Technically, Russian is commonly understood in any country that used to be part of the USSR: Ukraine, Belarus, Georgia, Armenia, Kazakhstan, Turkmenistan, Kyrgyzstan, Tajikistan, Uzbekistan, Azerbaijan, Moldova, Lithuania, Latvia, Estonia. This differs from place to place, and in more rural areas the use of their native language was much heavier than that of the official Russian, but generally people born as late as the 80's are bound to understand Russian.

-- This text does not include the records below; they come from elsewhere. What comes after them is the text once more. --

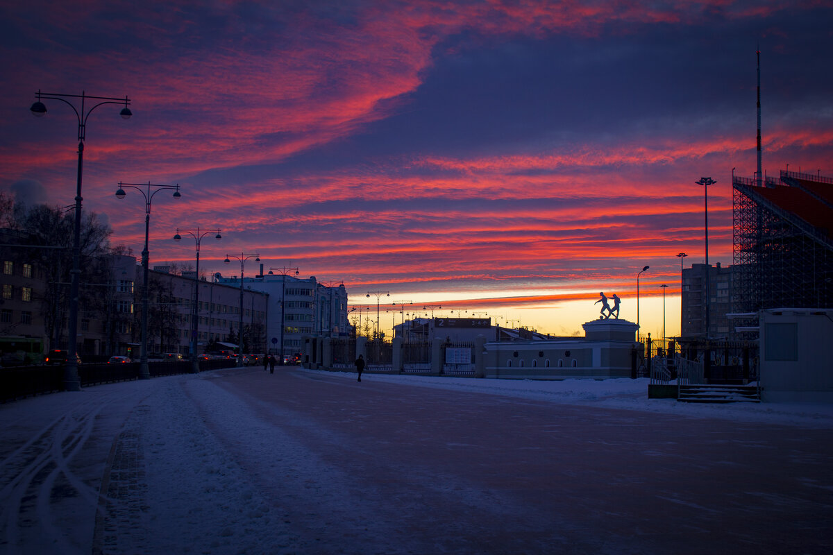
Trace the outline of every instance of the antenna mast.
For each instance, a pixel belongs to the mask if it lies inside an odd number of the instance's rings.
[[[761,180],[762,177],[761,170],[761,47],[757,50],[758,55],[758,173],[757,173],[757,186],[761,186]]]

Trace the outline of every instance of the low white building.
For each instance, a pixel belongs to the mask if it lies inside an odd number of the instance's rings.
[[[833,309],[772,309],[758,318],[761,399],[833,402]]]

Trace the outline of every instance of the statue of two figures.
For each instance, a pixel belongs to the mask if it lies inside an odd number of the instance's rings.
[[[619,297],[616,294],[611,297],[613,300],[613,308],[611,309],[611,305],[607,304],[608,299],[605,296],[604,292],[599,293],[599,295],[601,295],[601,299],[596,301],[596,303],[601,303],[601,315],[599,316],[599,320],[607,320],[611,316],[613,316],[616,320],[619,320]],[[596,305],[596,303],[593,304]],[[606,312],[607,313],[606,315],[605,315]]]

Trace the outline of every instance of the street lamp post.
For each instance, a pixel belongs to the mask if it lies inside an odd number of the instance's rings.
[[[246,260],[249,260],[252,256],[255,257],[255,262],[260,262],[260,255],[247,255],[246,253],[240,253],[237,255],[226,255],[226,260],[223,260],[226,264],[231,264],[232,260],[229,258],[236,258],[240,260],[240,325],[237,329],[237,364],[241,366],[243,365],[243,268],[246,266]]]
[[[71,272],[72,280],[69,286],[69,323],[67,331],[69,335],[67,343],[67,353],[68,355],[67,356],[67,364],[64,366],[63,369],[63,386],[67,391],[80,391],[81,380],[78,379],[78,364],[75,359],[75,354],[77,352],[78,349],[78,279],[81,274],[81,201],[83,201],[83,197],[81,196],[81,183],[82,173],[82,170],[83,168],[84,162],[84,141],[87,140],[87,119],[90,116],[90,114],[93,110],[104,104],[123,104],[124,107],[122,108],[121,111],[122,119],[129,119],[133,114],[130,111],[130,108],[127,107],[130,105],[130,99],[127,98],[127,97],[122,99],[110,97],[90,97],[83,91],[81,92],[80,95],[77,95],[41,92],[39,90],[37,91],[36,96],[37,97],[37,102],[32,104],[29,108],[34,116],[38,117],[46,116],[47,107],[41,102],[42,100],[59,100],[62,102],[69,105],[69,107],[72,108],[72,111],[75,112],[75,116],[78,120],[78,171],[75,191],[75,225],[72,234],[72,270]],[[67,98],[80,98],[80,110],[77,108],[72,102],[67,100]],[[87,109],[84,106],[87,99],[96,102],[96,104],[89,109]]]
[[[151,202],[153,196],[160,191],[173,191],[173,198],[178,199],[182,196],[179,194],[179,185],[153,185],[149,181],[145,183],[122,183],[118,182],[118,190],[116,191],[116,198],[122,200],[127,195],[124,187],[135,189],[142,193],[145,197],[145,248],[142,251],[142,352],[140,354],[139,379],[150,379],[150,369],[147,367],[147,268],[149,265],[150,252],[147,250],[147,240],[150,233],[151,222]],[[153,189],[152,189],[153,187]]]
[[[391,292],[390,291],[367,291],[367,298],[368,299],[370,299],[370,295],[376,295],[376,339],[377,339],[377,340],[379,340],[380,339],[382,339],[382,338],[379,337],[379,299],[383,295],[387,295],[387,296],[391,296]]]
[[[699,181],[695,181],[697,185],[703,186],[703,214],[705,216],[706,230],[706,338],[709,337],[709,186],[714,185],[717,181],[711,177],[701,177]]]
[[[272,271],[277,271],[278,274],[283,276],[281,278],[281,361],[279,363],[282,366],[283,365],[283,327],[285,325],[283,319],[284,319],[284,315],[286,314],[284,311],[284,307],[287,305],[287,302],[286,300],[284,300],[283,297],[287,294],[287,276],[293,270],[295,270],[295,275],[298,275],[297,268],[287,268],[286,266],[281,266],[280,268],[269,269],[270,274],[272,274]]]
[[[639,274],[636,274],[636,334],[637,334],[637,335],[639,334],[639,276],[640,276],[640,275],[641,275],[642,272],[644,272],[646,270],[647,270],[651,266],[645,266],[639,272]]]
[[[197,242],[197,272],[194,275],[194,298],[193,298],[193,307],[191,311],[191,372],[192,374],[199,374],[200,371],[200,361],[197,359],[197,345],[198,344],[197,337],[199,335],[199,302],[200,302],[200,241],[209,233],[216,233],[214,236],[215,239],[220,240],[222,237],[220,235],[220,230],[201,230],[199,225],[197,226],[196,230],[183,230],[177,228],[177,235],[173,236],[173,240],[179,241],[182,240],[182,235],[180,233],[187,233],[194,238]]]
[[[734,171],[735,168],[732,168]],[[680,258],[680,335],[682,335],[682,290],[683,290],[683,280],[682,280],[682,262],[688,255],[684,252],[681,252],[677,255]]]
[[[660,285],[662,288],[662,341],[666,341],[666,289],[668,287],[667,285],[662,284]]]

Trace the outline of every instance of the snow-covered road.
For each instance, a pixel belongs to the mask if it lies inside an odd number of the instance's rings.
[[[646,389],[231,369],[23,399],[0,553],[831,551],[833,410]]]

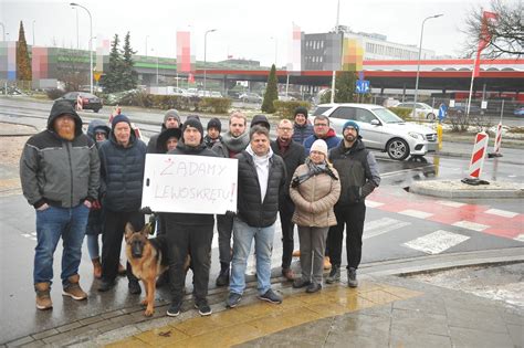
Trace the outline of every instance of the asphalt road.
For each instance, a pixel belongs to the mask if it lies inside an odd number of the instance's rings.
[[[46,123],[48,104],[25,102],[12,104],[0,98],[0,106],[2,107],[0,122],[23,119],[38,128],[42,128]],[[158,114],[143,110],[133,110],[129,114],[139,120],[145,131],[154,131],[158,128],[148,122],[149,118],[158,119]],[[84,115],[94,116],[91,112],[82,113],[82,116]],[[427,161],[402,162],[392,161],[384,154],[376,154],[376,157],[382,183],[367,200],[363,263],[523,245],[524,207],[522,200],[443,201],[409,193],[407,188],[418,180],[465,177],[468,157],[428,156]],[[489,160],[484,165],[484,177],[490,180],[523,182],[521,157],[520,151],[514,151],[502,158]],[[61,247],[59,246],[54,263],[55,286],[52,291],[54,309],[45,313],[35,309],[32,288],[35,246],[34,210],[19,192],[11,192],[0,198],[0,226],[2,232],[1,308],[10,314],[0,319],[0,342],[70,323],[72,319],[135,306],[139,302],[138,296],[127,294],[127,282],[124,278],[119,281],[114,292],[108,294],[96,292],[98,281],[93,280],[86,246],[83,251],[80,274],[82,285],[90,293],[88,300],[78,304],[70,298],[62,298],[59,280]],[[277,228],[272,263],[274,275],[280,272],[282,255],[280,239],[281,232]],[[214,287],[214,278],[219,271],[217,244],[217,238],[214,238],[211,288]],[[296,234],[295,246],[296,249],[298,246]],[[122,260],[125,260],[124,255]],[[248,273],[254,273],[252,261],[250,261]],[[187,286],[191,288],[190,276]],[[169,300],[169,293],[167,289],[159,289],[157,298]]]

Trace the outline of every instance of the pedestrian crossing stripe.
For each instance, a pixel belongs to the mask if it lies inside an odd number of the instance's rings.
[[[467,235],[438,230],[433,233],[420,236],[402,245],[421,251],[423,253],[434,255],[440,254],[448,249],[455,246],[470,238]]]

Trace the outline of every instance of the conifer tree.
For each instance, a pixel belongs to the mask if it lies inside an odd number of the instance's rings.
[[[264,101],[262,102],[262,112],[273,114],[275,107],[273,102],[279,99],[279,91],[276,86],[276,68],[271,65],[270,76],[268,77],[268,86],[265,87]]]

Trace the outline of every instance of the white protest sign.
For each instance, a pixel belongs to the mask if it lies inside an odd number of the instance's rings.
[[[142,205],[154,212],[237,211],[237,159],[147,154]]]

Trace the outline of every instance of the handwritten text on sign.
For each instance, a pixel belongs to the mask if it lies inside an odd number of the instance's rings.
[[[142,205],[158,212],[237,211],[237,159],[148,154]]]

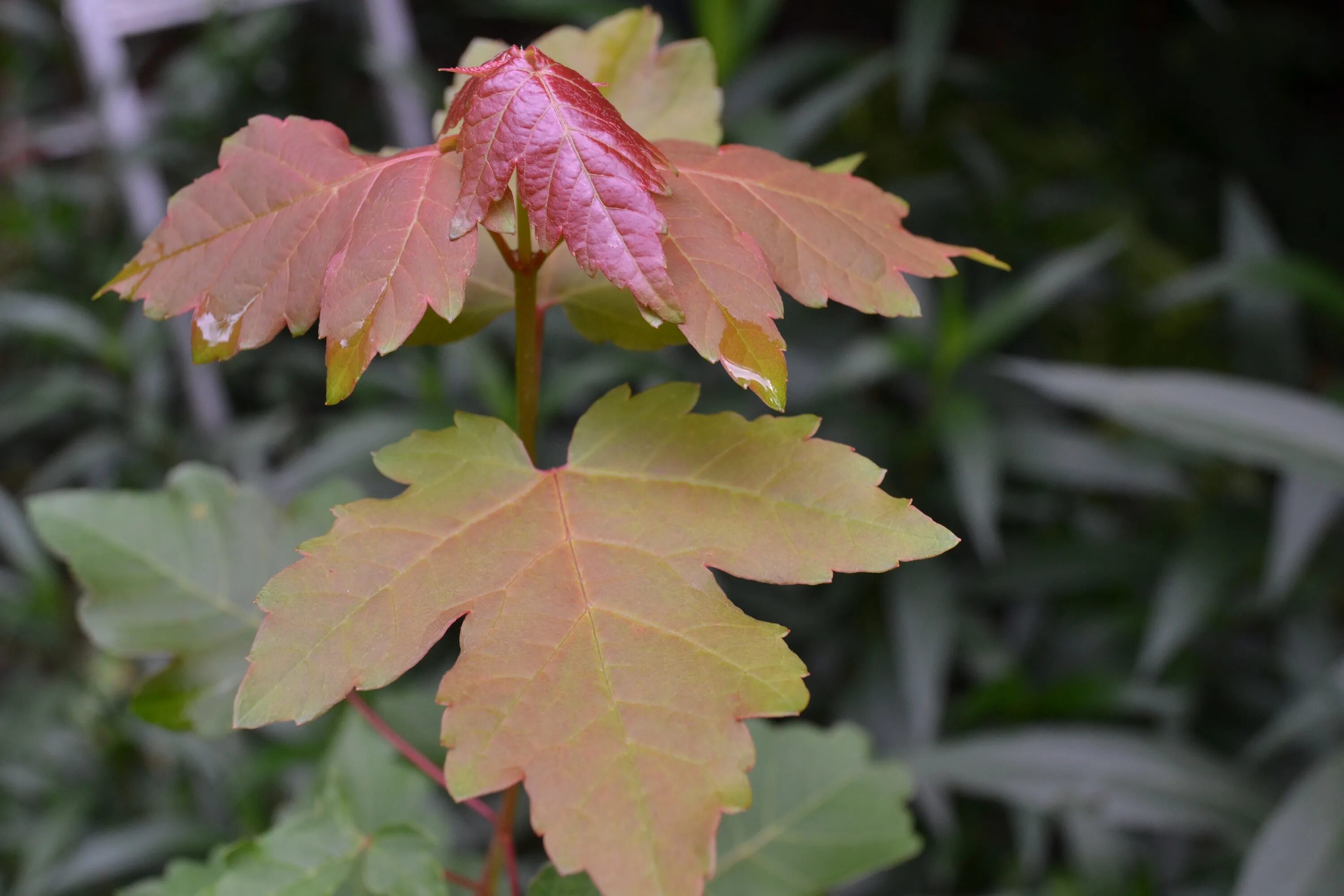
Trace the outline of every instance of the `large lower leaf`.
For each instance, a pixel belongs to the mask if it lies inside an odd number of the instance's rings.
[[[204,733],[230,729],[230,705],[261,623],[254,606],[294,547],[327,528],[337,486],[286,513],[199,463],[163,492],[52,492],[28,504],[42,540],[83,586],[79,623],[121,657],[173,657],[132,704],[151,721]]]
[[[235,720],[305,721],[378,688],[464,614],[439,699],[458,799],[526,780],[556,866],[609,896],[696,893],[719,814],[750,801],[741,720],[806,703],[785,630],[707,567],[762,582],[882,571],[956,539],[817,419],[689,414],[696,388],[618,388],[538,470],[468,414],[378,454],[410,488],[337,509],[258,598]]]
[[[124,896],[448,896],[435,853],[442,836],[421,826],[433,790],[356,715],[328,752],[313,803],[255,840],[175,861]]]
[[[757,766],[751,809],[719,829],[710,896],[824,896],[832,887],[888,868],[919,850],[905,807],[910,780],[874,762],[853,725],[753,723]],[[587,875],[547,865],[528,896],[598,896]]]
[[[426,306],[457,317],[476,262],[474,230],[448,238],[460,183],[458,156],[434,146],[364,156],[324,121],[257,116],[103,290],[144,300],[152,317],[191,312],[202,361],[284,326],[301,333],[320,314],[327,396],[339,402]]]
[[[823,896],[919,850],[910,779],[855,725],[751,725],[755,799],[723,819],[710,896]]]

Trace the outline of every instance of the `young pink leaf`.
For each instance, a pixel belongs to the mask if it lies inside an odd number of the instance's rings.
[[[327,122],[258,116],[103,290],[144,300],[152,317],[191,312],[198,361],[321,317],[337,402],[426,306],[448,320],[461,310],[476,232],[448,238],[460,180],[457,156],[434,146],[358,154]]]
[[[778,283],[804,305],[828,298],[862,312],[918,316],[903,274],[949,277],[980,250],[915,236],[907,207],[848,173],[817,171],[754,146],[715,149],[684,140],[660,148],[676,165],[657,204],[681,332],[742,386],[784,408],[784,306]]]
[[[461,122],[462,189],[452,235],[473,232],[517,172],[523,204],[550,251],[564,239],[585,271],[601,270],[646,308],[680,320],[650,193],[667,189],[663,153],[583,75],[536,47],[509,47],[470,75],[445,128]]]
[[[956,543],[812,438],[813,416],[691,414],[698,390],[617,388],[538,470],[458,414],[378,453],[399,497],[339,508],[262,591],[235,723],[306,721],[413,666],[456,619],[439,700],[457,799],[523,780],[564,873],[607,896],[698,896],[723,811],[750,802],[742,719],[798,712],[805,669],[708,567],[761,582],[884,571]]]

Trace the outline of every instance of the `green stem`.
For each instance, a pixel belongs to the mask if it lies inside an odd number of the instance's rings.
[[[503,240],[496,240],[503,242]],[[542,317],[536,310],[536,271],[546,259],[532,251],[532,226],[521,195],[517,200],[517,250],[509,257],[500,247],[504,261],[513,269],[513,395],[517,404],[517,437],[527,447],[527,455],[536,461],[536,412],[542,394]],[[517,807],[520,786],[504,791],[504,799],[495,818],[495,837],[485,857],[485,870],[480,880],[481,896],[492,896],[495,879],[503,866],[508,873],[512,896],[520,896],[517,858],[513,849],[513,813]]]
[[[542,332],[536,313],[536,269],[532,228],[523,200],[517,203],[517,266],[513,267],[513,388],[517,435],[536,459],[536,408],[542,392]]]

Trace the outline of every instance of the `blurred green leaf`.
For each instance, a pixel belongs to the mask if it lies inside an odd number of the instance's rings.
[[[1094,277],[1124,246],[1120,234],[1102,234],[1051,255],[1020,282],[989,298],[972,318],[957,363],[993,351],[1011,340],[1027,324]]]
[[[1153,594],[1153,607],[1138,652],[1141,673],[1149,677],[1161,674],[1172,657],[1199,631],[1236,572],[1236,564],[1228,563],[1230,556],[1235,556],[1231,545],[1211,529],[1193,535],[1172,556]]]
[[[855,725],[751,723],[751,809],[719,825],[708,896],[821,896],[919,850],[906,772]]]
[[[1245,463],[1344,484],[1344,408],[1198,371],[1122,371],[1009,359],[1001,375],[1066,404]]]
[[[555,866],[547,864],[528,884],[527,896],[602,896],[593,880],[585,875],[560,876]]]
[[[83,586],[79,622],[94,643],[120,657],[173,657],[133,708],[169,728],[220,735],[233,728],[233,693],[261,622],[257,592],[348,497],[341,488],[321,497],[320,512],[297,501],[285,513],[187,463],[163,492],[54,492],[31,498],[28,512]]]
[[[1278,251],[1278,235],[1250,188],[1241,181],[1224,185],[1223,257],[1232,263],[1255,263]],[[1227,308],[1238,371],[1282,383],[1297,382],[1305,352],[1293,298],[1239,281],[1228,290]]]
[[[933,743],[942,724],[957,635],[957,588],[948,566],[917,563],[887,575],[887,627],[911,746]]]
[[[1297,583],[1321,539],[1344,508],[1344,489],[1288,472],[1274,492],[1274,514],[1261,592],[1281,600]]]
[[[937,408],[934,426],[970,543],[981,560],[993,563],[1003,557],[999,537],[1003,472],[993,422],[977,399],[958,394]]]
[[[1011,423],[1001,442],[1004,466],[1043,485],[1148,497],[1188,492],[1173,465],[1074,426]]]
[[[85,308],[56,296],[0,290],[0,341],[38,337],[103,357],[112,337]]]
[[[919,783],[1109,826],[1249,837],[1267,810],[1253,782],[1191,747],[1120,729],[1024,727],[913,754]]]
[[[1344,751],[1298,780],[1246,852],[1234,896],[1344,892]]]
[[[692,0],[696,31],[714,47],[723,78],[755,50],[778,9],[780,0]]]

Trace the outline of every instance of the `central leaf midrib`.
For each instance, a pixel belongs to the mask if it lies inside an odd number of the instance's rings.
[[[607,672],[606,657],[602,654],[602,638],[598,634],[597,622],[593,619],[593,600],[589,596],[587,584],[583,582],[583,572],[579,568],[578,553],[574,551],[574,533],[570,528],[569,512],[564,509],[564,489],[560,486],[559,476],[551,476],[550,478],[555,485],[556,510],[559,512],[560,523],[564,527],[564,544],[570,552],[570,563],[574,566],[574,580],[578,583],[579,592],[583,595],[583,607],[585,607],[583,614],[587,617],[589,626],[593,631],[593,647],[597,650],[598,668],[602,672],[602,684],[606,688],[606,696],[607,696],[607,703],[610,704],[610,712],[616,717],[617,724],[621,728],[621,743],[625,747],[622,750],[622,756],[625,756],[625,760],[628,763],[628,771],[630,778],[634,782],[637,782],[636,803],[638,805],[638,811],[640,811],[640,826],[644,829],[644,842],[649,852],[649,860],[659,876],[659,883],[664,884],[665,879],[663,875],[663,864],[659,861],[657,850],[653,848],[655,833],[653,833],[653,825],[649,818],[648,795],[645,794],[644,787],[640,783],[638,770],[633,767],[633,760],[630,759],[630,736],[629,732],[625,729],[625,717],[621,715],[621,709],[618,705],[620,701],[616,699],[616,688],[612,685],[612,676]]]

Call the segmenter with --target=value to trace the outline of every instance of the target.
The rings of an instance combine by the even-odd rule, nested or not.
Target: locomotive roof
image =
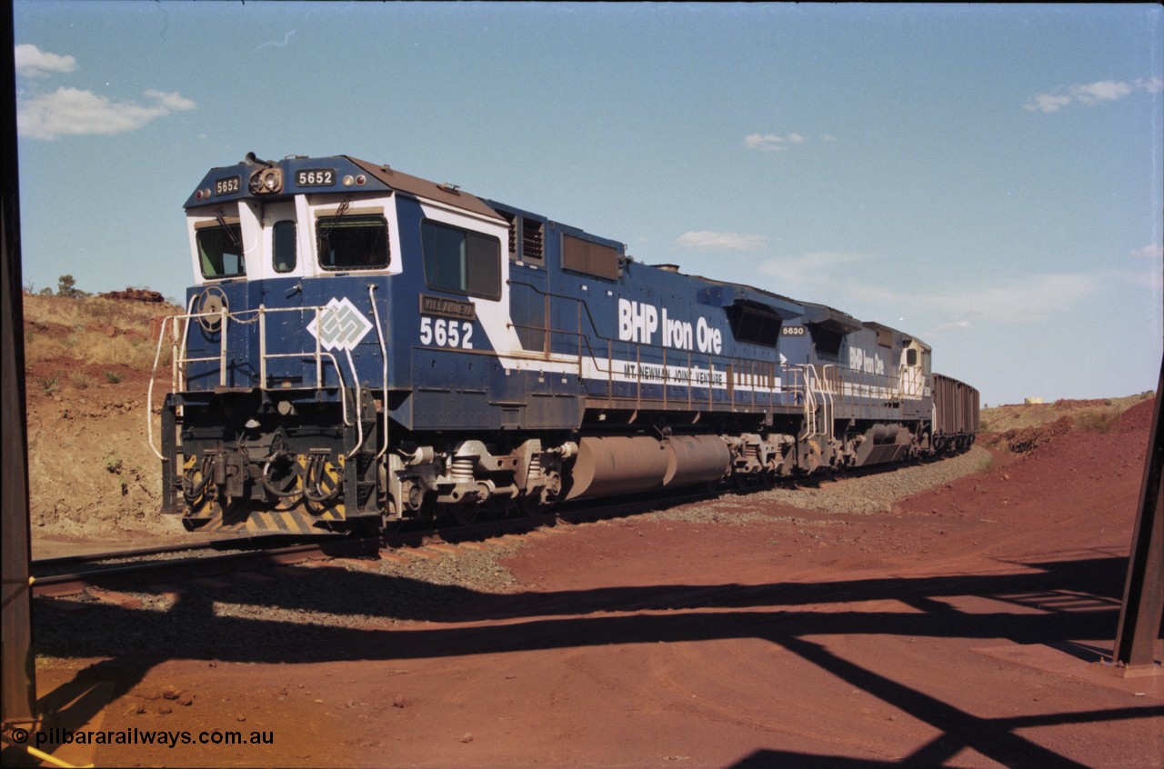
[[[420,177],[411,176],[409,173],[402,173],[396,169],[388,165],[377,165],[376,163],[369,163],[368,161],[361,161],[357,157],[352,157],[348,155],[342,155],[361,169],[367,171],[369,175],[376,177],[385,186],[392,190],[399,190],[400,192],[407,192],[409,194],[414,194],[420,198],[430,198],[439,202],[443,202],[456,208],[464,208],[471,211],[475,214],[481,214],[484,216],[490,216],[492,219],[498,219],[504,221],[502,216],[492,209],[491,206],[487,205],[481,198],[464,192],[456,185],[450,184],[436,184],[435,181],[430,181],[427,179],[421,179]]]
[[[320,166],[326,166],[324,170],[334,171],[334,178],[329,183],[297,186],[296,172],[307,170],[318,172]],[[198,191],[186,199],[185,207],[191,208],[206,205],[211,202],[212,198],[214,202],[222,202],[249,197],[253,194],[249,192],[249,180],[255,173],[265,169],[279,169],[283,172],[282,188],[269,195],[263,195],[272,200],[300,193],[383,192],[392,190],[461,208],[478,216],[496,219],[502,223],[505,221],[491,206],[456,185],[428,181],[420,177],[402,173],[386,164],[362,161],[350,155],[334,155],[328,157],[293,155],[282,161],[261,161],[255,157],[254,152],[250,152],[241,163],[211,169],[203,177],[201,183],[198,185]],[[349,187],[340,184],[340,179],[345,176],[349,173],[356,175],[361,171],[371,177],[371,180],[364,184],[364,186]],[[223,185],[222,181],[230,181],[232,184]]]

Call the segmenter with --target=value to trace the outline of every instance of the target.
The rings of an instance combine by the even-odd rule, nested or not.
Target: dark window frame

Outside of the former USSR, Russian is understood by older people from countries that used to belong to the Soviet Bloc - Hungary, former Eastern Germany, Poland, the Czech Republic, and more so and even by some younger people in those where the the main local language and alphabet is similar to Russian, like Bulgaria, and where there is more trade and interaction with Russians today (near Kaliningrad, on the Black Sea coast, and in Prague and Karlovy Vary). There are parallel dynamics within the former non-aligned bloc of former Yugoslavia - Russian is most understand in Orthodox areas and on the Montenegrin coast.
However, in those places, as in some places within the former USSR, speaking Russian has political symbolism, depending on the exact context, that can be positive or negative.
There are also other favourite destinations of Russian-speaking tourists - places in Egypt, Tunisia, the Emirates and Turkey - where it is possible to visit using only Russian. In some neighbourhoods in Istanbul where many traders organise exports to the former Soviet Union, it is a lingua franca.
Unrelated to this, about a seventh of the population of Israel is made up of Russian-speaking immigrants and their children. You can visit Israel using only a working knowledge of Russian. There are significant Russian-speaking populations in New York, San Francisco, Seattle and many other places around the world, but the tourist infrastructure is not really oriented around Russian speakers in those places.